You could set up a 5.1 theater system in one room and have power music in another with a receiver that has a powered Zone 2. For example:

Onkyo TX-SR605 @ $402 delivered.

Onkyo TX-SR705 @ $583 delivered.

Onkyo TX-SR805 @ $763 delivered. See more on it in this thread here at the Shack. It adds a Zone 3 line out, which requires another power amp.

Which one you purchase will determine how much farther you can go with what else you wish to do.

You will also need a 5.1 speaker/sub setup. Something like the SVS SBS-01 system for $999 is a good bargain and gets you a very nice package.

You then need outdoor speakers. I personally own the Klipsch SA-3, about $250-300. 

If you want to get out really inexpensive on the outdoor speakers... check out these Phoenix Gold speakers for less than $30 delivered. Here are several more to give you a good idea of what is available.
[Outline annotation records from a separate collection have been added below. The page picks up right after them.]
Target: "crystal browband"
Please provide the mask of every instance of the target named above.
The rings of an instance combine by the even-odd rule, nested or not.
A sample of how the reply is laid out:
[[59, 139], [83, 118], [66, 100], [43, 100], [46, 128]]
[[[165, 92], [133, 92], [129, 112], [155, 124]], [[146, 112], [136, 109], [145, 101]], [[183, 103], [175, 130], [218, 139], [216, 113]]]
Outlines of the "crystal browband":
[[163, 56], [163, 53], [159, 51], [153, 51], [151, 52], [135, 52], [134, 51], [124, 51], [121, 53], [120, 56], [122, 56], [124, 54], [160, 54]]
Those are a few options for you to ponder over.


----------



## jackfish (Dec 27, 2006)

A Denon DRA-697CI, AudioSource AMP One/A and a Niles SSVC-6 speaker selector box with volume controls and efficient in-wall speakers. Set up zone one as the main room with the TV and main listening area and zone two to a separate power amplifier such as the AudioSource Amp One/A with the Niles for up to six rooms. Use efficient in-wall speakers like the Klipsch in-wall series. I would go stereo all around, or replace the Denon DRA-697CI with the Onkyo TR-SX805 for a 5.1/7.1 system in the main TV/listening room and use the additional zone for stereo output to the AMP One/A, Niles box and a pair of speakers in each remote room.


----------



## Zembonez (Mar 17, 2008)

Good advice in the above post. Component costs are going to increase quickly.

Do not be offended, but I'm going to assume your parents know little about audio/video gear if they are trumpeting the Bose name. I don't know anybody who would "ooh and aah" over the performance of any Bose product.

To sucessfully do what you want to do, the price tag could likely top $4000.00 if you want versatile switching along with above average audio quality... and that would likely net get you mid level components plus installation (not including any video). 

On such a large scale, $2000 is going to be a budget set up. It really depends on just how discerning your parents tastes are.


----------



## Guest (Mar 20, 2008)

No im not offended, your right they don't know a lot about audio/ video systems. They weren't oohing and ahhing over bose, its just a common audio name thrown around and they were thinking about looking into getting some. However I told them there would probably be a better route than bose and that is why I came on here to see what you guys think. Ill let them know about trying to spend a bit more. If they did choose to spend 4000 what do you guys recommend they get? Thanks for everything so far guys, you've been a lot of help.


----------



## superchad (Mar 7, 2008)

These multiple room systems are alot of fluff and wasted money, you and they would be much better off exploring quality playback with a 2 or 3 Zone reciever with good speakers and adn somponents while still having money left over.


----------



## salvasol (Oct 31, 2006)

Do they want a Hi-Fi system or just something to play music??? ... For the HT, I agree that has to be something good, but What about for the rest of the house??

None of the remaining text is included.